Git Product home page Git Product logo

dorothy-ymir's Introduction

Dorothy AI Patent Classifier

This github repository includes code for Dorothy AI Patent Classifier

Table of Contents

Data generation and preprocess

Step 1: We generate our dataset from all granted patents up to September 2019, the total number of patents in the dataset is 4,363,544. To regenerate this dataset, such command could be used

$ sbatch /pylon5/sez3a3p/yyn1228/json_process_jobs/json_process_sin_*.job

or mannuly sbatch from

/pylon5/sez3a3p/yyn1228/json_process_jobs/json_process_sin_a.job

to

/pylon5/sez3a3p/yyn1228/json_process_jobs/json_process_sin_h.job

The extracted dataset is stored in the /pylon5/sez3a3p/yyn1228/data/json_reparse, this path is defined in the file database_reparse.py.

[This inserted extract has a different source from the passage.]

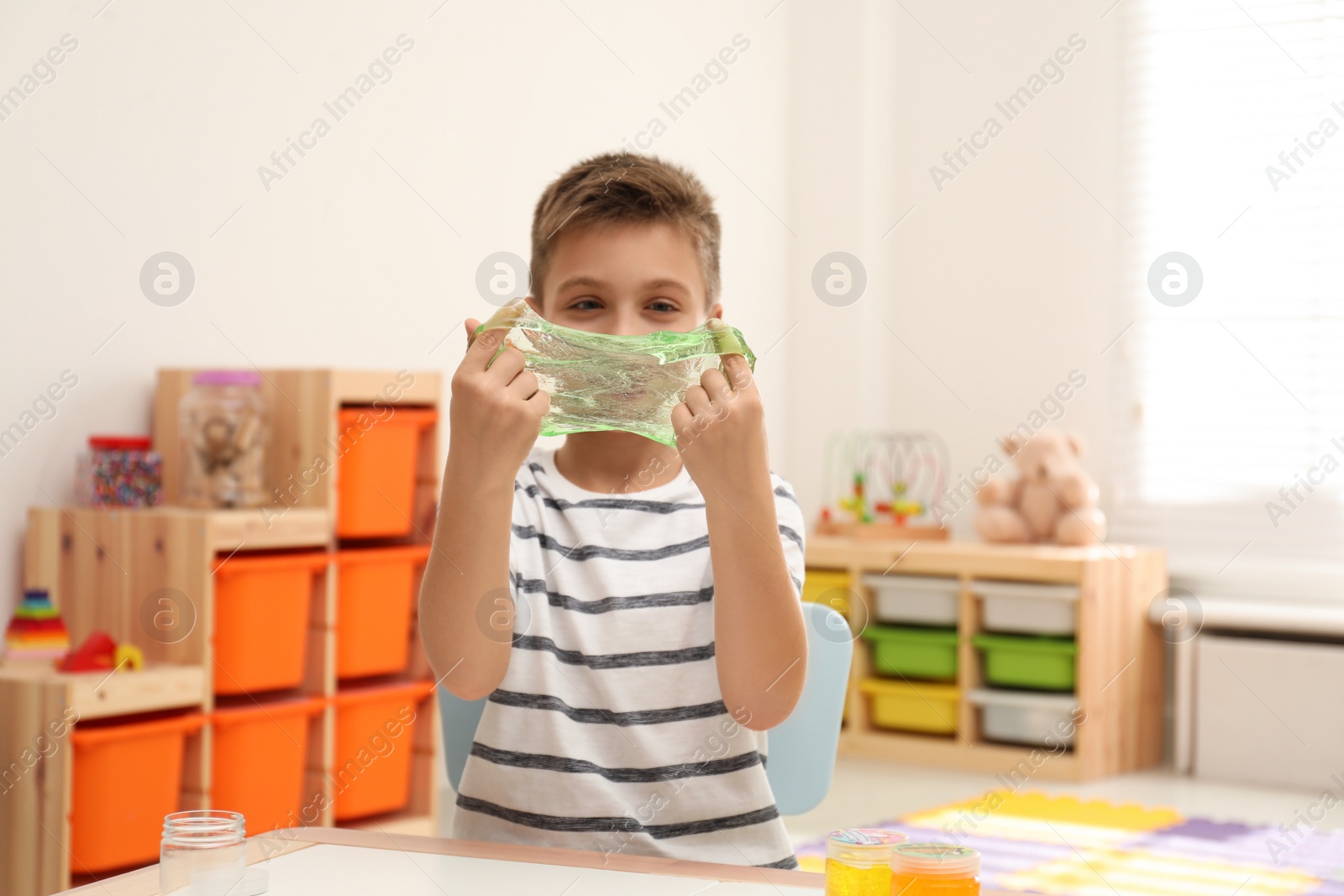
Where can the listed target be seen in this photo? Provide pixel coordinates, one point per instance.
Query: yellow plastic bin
(913, 705)
(817, 582)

Step 2: We parse the cpc field into labels we need (section, classs, subclass, etc.), convert the text into a list of tokens, and split the data into train, valid, and test datasets by the ratio of 8:1:1. This step also removes all punctuations and convert all uppercase letters into lower case. This can be done by running the file data_preprocess/text_preprocess.py, for example:

$ python3 -u data_preprocess/text_preprocess.py \
/pylon5/sez3a3p/yyn1228/data/json_reparse \
/pylon5/sez3a3p/yyn1228/data/all_data

Step 3: We further preprocess the data into a format that can be used by the machine learning libraries. This can be done by running the file data_preprocess/create_training_data.py. Note that the file takes 6 arguments:

  • input directory
  • output directory
  • text field: 'title', 'abstraction', 'claims', 'brief_summary' ('description' is too large to include)
  • level name: 'section', 'class', 'subclass', 'main_group', 'subgroup'
  • whether to remove stop words: True means remove stop words
  • whether to follow fasttext format: True means FastText format, False means Tecent format

For example:

$ python3 -u data_preprocess/create_training_data.py \
/pylon5/sez3a3p/yyn1228/data/all_data \
/pylon5/sez3a3p/yyn1228/data/all_summary_fasttext_group \
brief_summary main_group false true

Data location and summary

Processed data after Step 1, which includes 91 files and most of which have 50,000 patents.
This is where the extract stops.